I do use a huge amount of snowmelt to fill my outdoor stocktanks and pond each spring. In an ideal year, the inground pond thaws and allows me to pump it dry while there is still much snow in drifts around the house and yard. I shovel that snow into the pond and the stocktanks to fill them; they must be filled several times and allowed to melt down. I typically have snow piled up several feet high on the pond ice, waiting for the melt; I love that wonderful sound when the ice is thin enough, and enough water has been pumped from beneath it, and the snow is heavy enough...and it breaks! :)

I need to be especially careful with this because the fish live in the basement during the winter in well water, fairly hard and slightly alkaline.
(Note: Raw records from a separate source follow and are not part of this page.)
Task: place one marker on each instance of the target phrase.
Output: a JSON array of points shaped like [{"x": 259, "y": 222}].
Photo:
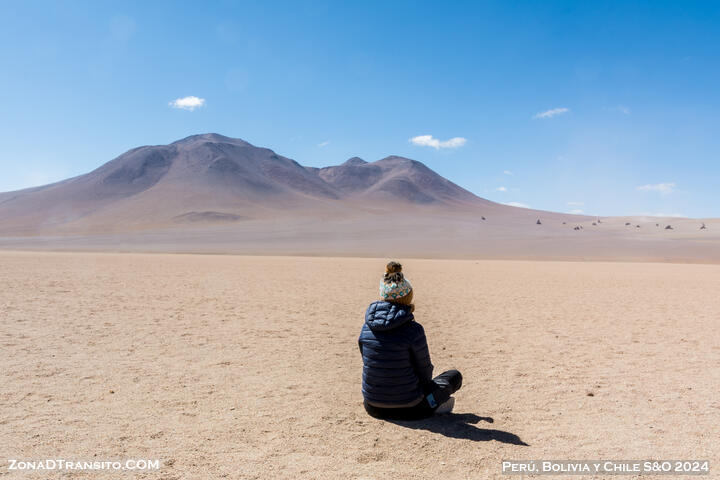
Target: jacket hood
[{"x": 382, "y": 316}]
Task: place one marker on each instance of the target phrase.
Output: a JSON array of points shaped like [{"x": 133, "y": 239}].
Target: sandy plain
[{"x": 226, "y": 366}]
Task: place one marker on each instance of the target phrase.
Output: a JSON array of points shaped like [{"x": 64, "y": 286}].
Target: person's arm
[{"x": 421, "y": 357}]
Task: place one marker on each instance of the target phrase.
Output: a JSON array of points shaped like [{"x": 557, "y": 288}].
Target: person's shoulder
[{"x": 414, "y": 329}]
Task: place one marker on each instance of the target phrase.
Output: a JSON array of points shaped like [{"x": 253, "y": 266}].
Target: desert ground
[{"x": 227, "y": 366}]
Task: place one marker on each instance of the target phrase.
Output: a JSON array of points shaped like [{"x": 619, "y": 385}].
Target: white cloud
[
  {"x": 430, "y": 141},
  {"x": 553, "y": 112},
  {"x": 517, "y": 204},
  {"x": 673, "y": 215},
  {"x": 620, "y": 108},
  {"x": 188, "y": 103},
  {"x": 662, "y": 188}
]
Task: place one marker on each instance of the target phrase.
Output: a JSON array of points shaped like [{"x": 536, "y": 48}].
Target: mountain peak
[
  {"x": 210, "y": 137},
  {"x": 355, "y": 161}
]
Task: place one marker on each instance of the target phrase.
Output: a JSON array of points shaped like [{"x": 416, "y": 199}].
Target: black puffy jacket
[{"x": 396, "y": 360}]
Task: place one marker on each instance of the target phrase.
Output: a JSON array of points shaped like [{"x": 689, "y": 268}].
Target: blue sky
[{"x": 609, "y": 108}]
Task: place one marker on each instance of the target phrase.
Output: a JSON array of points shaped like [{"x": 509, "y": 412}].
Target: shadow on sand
[{"x": 461, "y": 425}]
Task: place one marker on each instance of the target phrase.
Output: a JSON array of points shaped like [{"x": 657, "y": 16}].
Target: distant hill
[
  {"x": 224, "y": 177},
  {"x": 211, "y": 193}
]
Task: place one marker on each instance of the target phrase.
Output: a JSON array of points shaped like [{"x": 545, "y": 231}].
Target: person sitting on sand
[{"x": 397, "y": 378}]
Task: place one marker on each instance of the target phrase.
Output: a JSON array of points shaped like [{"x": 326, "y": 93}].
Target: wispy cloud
[
  {"x": 671, "y": 215},
  {"x": 619, "y": 108},
  {"x": 430, "y": 141},
  {"x": 553, "y": 112},
  {"x": 188, "y": 103},
  {"x": 517, "y": 204},
  {"x": 662, "y": 188}
]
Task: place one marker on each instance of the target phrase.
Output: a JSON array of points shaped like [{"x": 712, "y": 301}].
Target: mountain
[
  {"x": 211, "y": 193},
  {"x": 218, "y": 178}
]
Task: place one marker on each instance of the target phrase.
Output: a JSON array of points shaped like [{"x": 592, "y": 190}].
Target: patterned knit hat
[{"x": 394, "y": 287}]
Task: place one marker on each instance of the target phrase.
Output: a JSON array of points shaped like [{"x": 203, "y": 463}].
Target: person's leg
[
  {"x": 417, "y": 412},
  {"x": 446, "y": 384}
]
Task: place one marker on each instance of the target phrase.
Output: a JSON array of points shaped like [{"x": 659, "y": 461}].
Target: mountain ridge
[{"x": 215, "y": 173}]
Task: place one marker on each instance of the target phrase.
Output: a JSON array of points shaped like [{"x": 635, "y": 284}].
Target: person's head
[{"x": 394, "y": 287}]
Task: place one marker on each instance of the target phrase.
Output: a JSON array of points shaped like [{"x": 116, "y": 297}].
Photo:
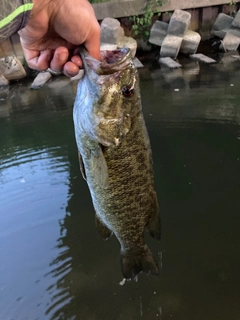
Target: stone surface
[
  {"x": 202, "y": 57},
  {"x": 223, "y": 22},
  {"x": 236, "y": 20},
  {"x": 128, "y": 42},
  {"x": 190, "y": 42},
  {"x": 41, "y": 79},
  {"x": 234, "y": 31},
  {"x": 3, "y": 81},
  {"x": 230, "y": 42},
  {"x": 179, "y": 23},
  {"x": 12, "y": 68},
  {"x": 111, "y": 31},
  {"x": 170, "y": 46},
  {"x": 170, "y": 63},
  {"x": 137, "y": 63},
  {"x": 158, "y": 32}
]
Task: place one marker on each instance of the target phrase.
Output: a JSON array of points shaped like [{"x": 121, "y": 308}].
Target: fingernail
[{"x": 63, "y": 56}]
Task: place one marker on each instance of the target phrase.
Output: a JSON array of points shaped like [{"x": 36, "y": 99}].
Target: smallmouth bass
[{"x": 115, "y": 156}]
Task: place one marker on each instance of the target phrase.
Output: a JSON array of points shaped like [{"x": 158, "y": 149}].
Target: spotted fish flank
[{"x": 115, "y": 157}]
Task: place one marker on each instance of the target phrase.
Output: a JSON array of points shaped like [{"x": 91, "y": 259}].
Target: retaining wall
[{"x": 203, "y": 15}]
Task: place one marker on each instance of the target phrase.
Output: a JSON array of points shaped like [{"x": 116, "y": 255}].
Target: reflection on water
[{"x": 54, "y": 265}]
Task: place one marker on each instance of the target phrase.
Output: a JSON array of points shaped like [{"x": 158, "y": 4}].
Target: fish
[{"x": 115, "y": 157}]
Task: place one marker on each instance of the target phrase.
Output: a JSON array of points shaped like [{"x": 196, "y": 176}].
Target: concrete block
[
  {"x": 12, "y": 68},
  {"x": 158, "y": 32},
  {"x": 171, "y": 46},
  {"x": 220, "y": 33},
  {"x": 138, "y": 64},
  {"x": 209, "y": 16},
  {"x": 179, "y": 23},
  {"x": 201, "y": 57},
  {"x": 236, "y": 20},
  {"x": 223, "y": 22},
  {"x": 3, "y": 81},
  {"x": 190, "y": 42},
  {"x": 230, "y": 42},
  {"x": 234, "y": 31},
  {"x": 111, "y": 31},
  {"x": 107, "y": 46},
  {"x": 41, "y": 79},
  {"x": 128, "y": 42},
  {"x": 169, "y": 62}
]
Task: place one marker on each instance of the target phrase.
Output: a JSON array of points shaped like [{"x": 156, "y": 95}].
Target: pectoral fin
[
  {"x": 81, "y": 166},
  {"x": 154, "y": 226},
  {"x": 98, "y": 167},
  {"x": 103, "y": 231}
]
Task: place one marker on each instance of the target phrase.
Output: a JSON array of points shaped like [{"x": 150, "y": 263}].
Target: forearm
[{"x": 14, "y": 16}]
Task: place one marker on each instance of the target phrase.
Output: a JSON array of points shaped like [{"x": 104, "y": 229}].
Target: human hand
[{"x": 54, "y": 32}]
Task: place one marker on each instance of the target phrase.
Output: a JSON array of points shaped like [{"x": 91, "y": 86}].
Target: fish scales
[{"x": 116, "y": 159}]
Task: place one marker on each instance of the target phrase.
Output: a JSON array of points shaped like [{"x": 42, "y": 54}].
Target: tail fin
[{"x": 133, "y": 263}]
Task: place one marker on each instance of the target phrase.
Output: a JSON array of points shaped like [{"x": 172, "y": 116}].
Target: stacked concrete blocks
[
  {"x": 175, "y": 36},
  {"x": 227, "y": 28},
  {"x": 112, "y": 37}
]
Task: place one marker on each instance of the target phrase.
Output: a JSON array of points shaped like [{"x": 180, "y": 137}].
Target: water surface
[{"x": 54, "y": 265}]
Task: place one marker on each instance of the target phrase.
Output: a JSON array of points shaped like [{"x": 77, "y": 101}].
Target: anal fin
[{"x": 133, "y": 263}]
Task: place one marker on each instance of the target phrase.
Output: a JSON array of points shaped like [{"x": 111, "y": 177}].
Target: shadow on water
[{"x": 54, "y": 265}]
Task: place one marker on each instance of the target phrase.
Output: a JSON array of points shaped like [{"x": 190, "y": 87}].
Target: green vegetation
[
  {"x": 233, "y": 11},
  {"x": 142, "y": 24}
]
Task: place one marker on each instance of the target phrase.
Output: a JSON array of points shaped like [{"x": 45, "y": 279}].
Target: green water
[{"x": 54, "y": 265}]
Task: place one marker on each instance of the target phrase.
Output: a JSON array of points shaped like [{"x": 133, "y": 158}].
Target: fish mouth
[{"x": 111, "y": 60}]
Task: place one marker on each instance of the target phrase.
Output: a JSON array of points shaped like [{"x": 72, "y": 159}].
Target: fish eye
[{"x": 127, "y": 91}]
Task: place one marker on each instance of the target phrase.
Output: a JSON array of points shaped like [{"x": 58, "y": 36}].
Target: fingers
[
  {"x": 38, "y": 60},
  {"x": 57, "y": 60},
  {"x": 60, "y": 57},
  {"x": 70, "y": 69}
]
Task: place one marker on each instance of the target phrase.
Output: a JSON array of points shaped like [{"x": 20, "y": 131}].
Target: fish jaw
[{"x": 105, "y": 112}]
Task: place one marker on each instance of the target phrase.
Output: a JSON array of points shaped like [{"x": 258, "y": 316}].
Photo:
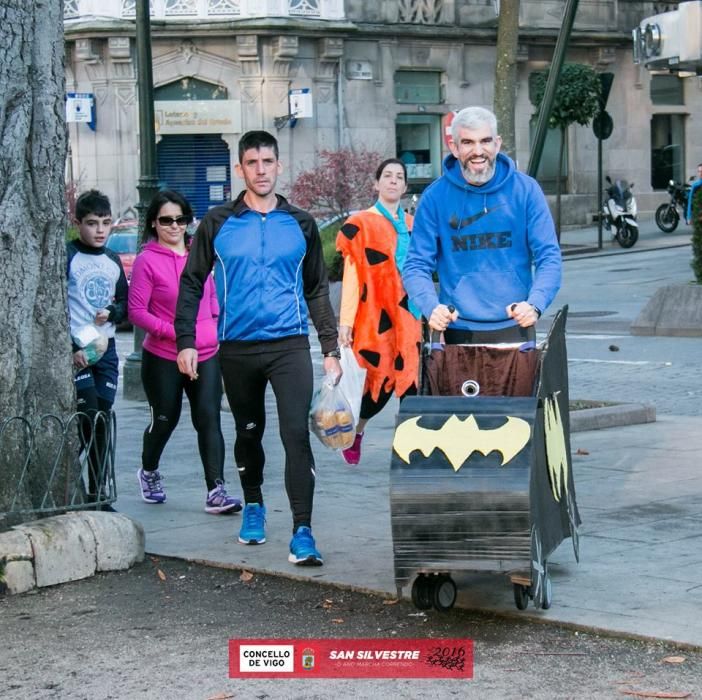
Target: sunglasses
[{"x": 170, "y": 220}]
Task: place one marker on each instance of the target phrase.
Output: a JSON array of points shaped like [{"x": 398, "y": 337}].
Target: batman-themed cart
[{"x": 481, "y": 478}]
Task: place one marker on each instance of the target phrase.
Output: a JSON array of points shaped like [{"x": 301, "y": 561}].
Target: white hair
[{"x": 473, "y": 118}]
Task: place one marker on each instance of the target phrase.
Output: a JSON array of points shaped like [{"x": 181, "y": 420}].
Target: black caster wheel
[
  {"x": 422, "y": 592},
  {"x": 521, "y": 596},
  {"x": 444, "y": 593}
]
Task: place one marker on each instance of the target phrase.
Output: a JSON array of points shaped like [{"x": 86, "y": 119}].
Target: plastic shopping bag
[
  {"x": 331, "y": 419},
  {"x": 352, "y": 381},
  {"x": 93, "y": 343}
]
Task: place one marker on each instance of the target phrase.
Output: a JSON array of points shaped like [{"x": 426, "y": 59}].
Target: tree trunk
[
  {"x": 35, "y": 350},
  {"x": 506, "y": 73}
]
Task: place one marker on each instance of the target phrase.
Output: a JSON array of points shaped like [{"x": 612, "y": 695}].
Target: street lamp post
[{"x": 148, "y": 180}]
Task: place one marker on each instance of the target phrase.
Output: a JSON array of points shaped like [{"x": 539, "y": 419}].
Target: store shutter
[{"x": 197, "y": 166}]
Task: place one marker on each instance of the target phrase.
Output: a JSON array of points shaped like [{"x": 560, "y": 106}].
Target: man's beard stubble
[{"x": 478, "y": 178}]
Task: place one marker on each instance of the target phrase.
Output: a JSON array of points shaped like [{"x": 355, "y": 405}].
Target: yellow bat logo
[
  {"x": 458, "y": 439},
  {"x": 556, "y": 454}
]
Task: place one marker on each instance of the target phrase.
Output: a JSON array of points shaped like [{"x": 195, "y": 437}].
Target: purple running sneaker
[
  {"x": 219, "y": 501},
  {"x": 151, "y": 489},
  {"x": 352, "y": 455}
]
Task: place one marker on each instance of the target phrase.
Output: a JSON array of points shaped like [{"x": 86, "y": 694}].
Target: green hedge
[{"x": 332, "y": 258}]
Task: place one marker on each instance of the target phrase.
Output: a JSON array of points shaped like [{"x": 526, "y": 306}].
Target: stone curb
[
  {"x": 67, "y": 548},
  {"x": 611, "y": 416}
]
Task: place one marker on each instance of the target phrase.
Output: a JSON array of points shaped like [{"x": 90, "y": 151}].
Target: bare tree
[
  {"x": 35, "y": 352},
  {"x": 506, "y": 73}
]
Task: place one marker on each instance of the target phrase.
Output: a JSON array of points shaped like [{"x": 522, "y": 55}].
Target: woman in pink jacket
[{"x": 153, "y": 293}]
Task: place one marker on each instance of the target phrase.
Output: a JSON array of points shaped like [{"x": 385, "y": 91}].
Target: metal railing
[{"x": 53, "y": 465}]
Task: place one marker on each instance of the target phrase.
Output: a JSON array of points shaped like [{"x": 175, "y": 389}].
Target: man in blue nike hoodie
[{"x": 487, "y": 231}]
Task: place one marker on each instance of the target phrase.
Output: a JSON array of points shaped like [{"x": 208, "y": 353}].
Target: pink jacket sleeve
[
  {"x": 214, "y": 304},
  {"x": 140, "y": 288}
]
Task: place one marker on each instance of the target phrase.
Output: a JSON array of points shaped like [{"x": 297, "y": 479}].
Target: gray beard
[{"x": 478, "y": 178}]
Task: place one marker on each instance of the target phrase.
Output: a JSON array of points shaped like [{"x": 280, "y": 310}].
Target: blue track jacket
[{"x": 268, "y": 269}]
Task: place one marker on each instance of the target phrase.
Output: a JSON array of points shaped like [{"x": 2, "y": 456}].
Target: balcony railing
[{"x": 204, "y": 9}]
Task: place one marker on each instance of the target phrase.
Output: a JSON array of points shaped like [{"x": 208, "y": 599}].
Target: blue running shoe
[
  {"x": 254, "y": 523},
  {"x": 303, "y": 551}
]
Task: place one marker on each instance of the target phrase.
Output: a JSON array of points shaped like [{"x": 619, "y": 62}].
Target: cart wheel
[
  {"x": 521, "y": 596},
  {"x": 422, "y": 591},
  {"x": 574, "y": 536},
  {"x": 444, "y": 593}
]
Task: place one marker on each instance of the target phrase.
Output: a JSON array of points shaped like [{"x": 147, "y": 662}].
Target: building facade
[{"x": 324, "y": 74}]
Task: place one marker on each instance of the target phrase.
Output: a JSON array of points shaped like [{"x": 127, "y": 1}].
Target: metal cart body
[{"x": 485, "y": 483}]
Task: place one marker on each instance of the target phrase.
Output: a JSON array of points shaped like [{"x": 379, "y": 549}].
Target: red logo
[{"x": 351, "y": 658}]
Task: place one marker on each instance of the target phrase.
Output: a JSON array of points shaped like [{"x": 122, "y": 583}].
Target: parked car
[{"x": 124, "y": 241}]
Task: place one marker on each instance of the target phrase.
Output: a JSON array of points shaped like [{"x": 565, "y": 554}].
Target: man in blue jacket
[
  {"x": 269, "y": 272},
  {"x": 487, "y": 231}
]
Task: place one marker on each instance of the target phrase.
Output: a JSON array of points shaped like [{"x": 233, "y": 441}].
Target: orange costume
[{"x": 386, "y": 336}]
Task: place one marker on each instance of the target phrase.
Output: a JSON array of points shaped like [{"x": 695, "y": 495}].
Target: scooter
[
  {"x": 619, "y": 210},
  {"x": 667, "y": 214}
]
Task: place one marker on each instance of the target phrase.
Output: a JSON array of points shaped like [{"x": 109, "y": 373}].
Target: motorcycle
[
  {"x": 619, "y": 210},
  {"x": 667, "y": 214}
]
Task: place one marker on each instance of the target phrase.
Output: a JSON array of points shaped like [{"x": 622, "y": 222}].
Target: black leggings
[
  {"x": 370, "y": 408},
  {"x": 245, "y": 380},
  {"x": 164, "y": 385}
]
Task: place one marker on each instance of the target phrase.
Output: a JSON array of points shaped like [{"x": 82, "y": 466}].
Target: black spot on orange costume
[{"x": 386, "y": 335}]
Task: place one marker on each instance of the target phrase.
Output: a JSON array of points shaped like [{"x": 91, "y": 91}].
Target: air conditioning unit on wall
[{"x": 671, "y": 40}]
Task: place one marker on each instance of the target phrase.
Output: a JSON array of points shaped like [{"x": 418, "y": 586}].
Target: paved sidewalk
[{"x": 639, "y": 490}]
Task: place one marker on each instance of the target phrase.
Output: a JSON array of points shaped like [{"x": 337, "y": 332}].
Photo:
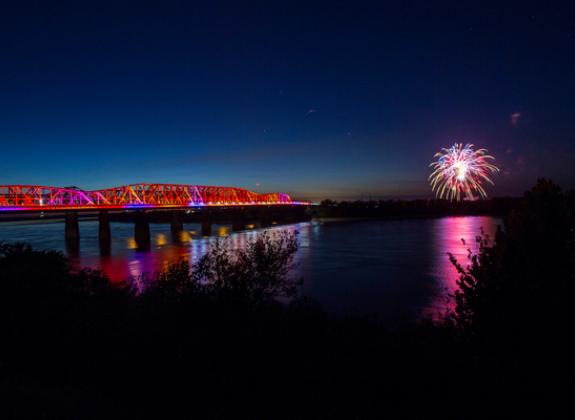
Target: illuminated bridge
[
  {"x": 38, "y": 198},
  {"x": 142, "y": 203}
]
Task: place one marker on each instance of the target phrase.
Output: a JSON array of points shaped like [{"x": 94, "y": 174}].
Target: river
[{"x": 394, "y": 270}]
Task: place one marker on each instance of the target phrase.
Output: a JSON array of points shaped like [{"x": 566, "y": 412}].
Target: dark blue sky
[{"x": 317, "y": 99}]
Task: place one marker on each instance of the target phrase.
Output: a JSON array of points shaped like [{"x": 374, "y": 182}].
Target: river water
[{"x": 394, "y": 270}]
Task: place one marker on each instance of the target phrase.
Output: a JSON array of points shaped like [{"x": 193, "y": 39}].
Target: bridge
[
  {"x": 175, "y": 202},
  {"x": 15, "y": 198}
]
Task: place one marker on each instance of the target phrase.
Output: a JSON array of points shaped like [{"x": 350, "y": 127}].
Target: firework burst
[{"x": 459, "y": 171}]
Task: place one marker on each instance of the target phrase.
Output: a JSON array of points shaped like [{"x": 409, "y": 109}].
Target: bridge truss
[{"x": 41, "y": 198}]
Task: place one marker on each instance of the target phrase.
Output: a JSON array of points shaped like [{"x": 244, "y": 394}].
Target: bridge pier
[
  {"x": 142, "y": 231},
  {"x": 104, "y": 233},
  {"x": 206, "y": 222},
  {"x": 72, "y": 233},
  {"x": 176, "y": 226},
  {"x": 238, "y": 221},
  {"x": 264, "y": 218}
]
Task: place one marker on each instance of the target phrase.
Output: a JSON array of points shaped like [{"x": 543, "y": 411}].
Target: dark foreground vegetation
[{"x": 217, "y": 344}]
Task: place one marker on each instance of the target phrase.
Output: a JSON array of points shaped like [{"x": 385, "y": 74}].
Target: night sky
[{"x": 339, "y": 100}]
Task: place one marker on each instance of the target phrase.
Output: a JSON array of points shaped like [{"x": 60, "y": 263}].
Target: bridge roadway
[{"x": 142, "y": 203}]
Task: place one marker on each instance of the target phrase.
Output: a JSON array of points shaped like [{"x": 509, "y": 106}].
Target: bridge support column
[
  {"x": 104, "y": 233},
  {"x": 72, "y": 233},
  {"x": 206, "y": 222},
  {"x": 142, "y": 231},
  {"x": 238, "y": 221},
  {"x": 176, "y": 226},
  {"x": 264, "y": 217}
]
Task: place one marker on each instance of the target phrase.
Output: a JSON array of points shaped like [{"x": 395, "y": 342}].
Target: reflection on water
[
  {"x": 456, "y": 236},
  {"x": 395, "y": 270}
]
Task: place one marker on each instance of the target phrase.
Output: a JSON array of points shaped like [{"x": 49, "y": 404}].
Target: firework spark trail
[{"x": 459, "y": 172}]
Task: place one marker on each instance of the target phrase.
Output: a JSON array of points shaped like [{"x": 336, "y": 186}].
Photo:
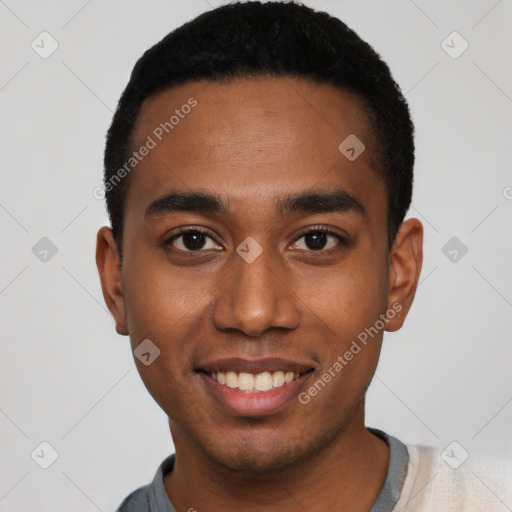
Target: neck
[{"x": 348, "y": 474}]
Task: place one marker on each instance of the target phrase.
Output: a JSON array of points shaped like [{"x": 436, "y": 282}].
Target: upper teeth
[{"x": 254, "y": 382}]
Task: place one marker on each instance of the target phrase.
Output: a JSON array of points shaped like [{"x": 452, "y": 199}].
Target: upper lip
[{"x": 255, "y": 366}]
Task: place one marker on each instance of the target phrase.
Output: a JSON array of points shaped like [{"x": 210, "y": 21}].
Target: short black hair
[{"x": 275, "y": 39}]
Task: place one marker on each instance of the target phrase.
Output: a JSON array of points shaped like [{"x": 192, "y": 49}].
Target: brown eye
[
  {"x": 191, "y": 240},
  {"x": 320, "y": 240}
]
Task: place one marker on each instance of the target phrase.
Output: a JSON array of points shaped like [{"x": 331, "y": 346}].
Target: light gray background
[{"x": 67, "y": 378}]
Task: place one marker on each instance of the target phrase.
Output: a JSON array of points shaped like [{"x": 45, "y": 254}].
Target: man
[{"x": 257, "y": 174}]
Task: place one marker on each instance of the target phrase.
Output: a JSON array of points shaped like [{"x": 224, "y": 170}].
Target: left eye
[{"x": 318, "y": 239}]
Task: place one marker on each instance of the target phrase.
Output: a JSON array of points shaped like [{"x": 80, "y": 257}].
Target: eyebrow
[{"x": 304, "y": 202}]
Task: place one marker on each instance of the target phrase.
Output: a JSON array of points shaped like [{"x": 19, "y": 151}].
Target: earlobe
[
  {"x": 109, "y": 268},
  {"x": 406, "y": 259}
]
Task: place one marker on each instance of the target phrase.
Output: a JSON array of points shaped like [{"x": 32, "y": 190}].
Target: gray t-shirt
[{"x": 153, "y": 498}]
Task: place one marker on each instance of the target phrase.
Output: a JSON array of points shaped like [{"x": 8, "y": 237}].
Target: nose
[{"x": 254, "y": 297}]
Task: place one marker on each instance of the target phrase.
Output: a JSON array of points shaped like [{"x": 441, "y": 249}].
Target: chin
[{"x": 257, "y": 457}]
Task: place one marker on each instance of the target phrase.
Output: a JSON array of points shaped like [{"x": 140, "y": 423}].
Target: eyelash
[{"x": 342, "y": 240}]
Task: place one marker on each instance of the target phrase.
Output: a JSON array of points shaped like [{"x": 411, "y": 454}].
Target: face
[{"x": 254, "y": 256}]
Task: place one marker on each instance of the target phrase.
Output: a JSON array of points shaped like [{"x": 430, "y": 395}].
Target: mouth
[
  {"x": 254, "y": 388},
  {"x": 254, "y": 383}
]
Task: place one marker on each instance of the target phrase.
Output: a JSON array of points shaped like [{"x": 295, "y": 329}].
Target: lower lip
[{"x": 263, "y": 403}]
In order not to shock them when they go outside, I need to "cut" the snowmelt with a fair admixture of well water, usually at least 20 or 25%. I then acclimate the fish very slowly when taking them outside. Honestly, that's about the only time when I do significant water testing, i.e. when stocktanks are first set up. Otherwise, I rarely bother with testing nitrates and even more rarely test any other parameters. My well water is always stable; my tanks are uncrowded and very predictable in how fast they accumulate nitrates, and my water change routine is generous enough that the fish are typically living in water that is practicaly straight out of the ground in terms of accumulated wastes.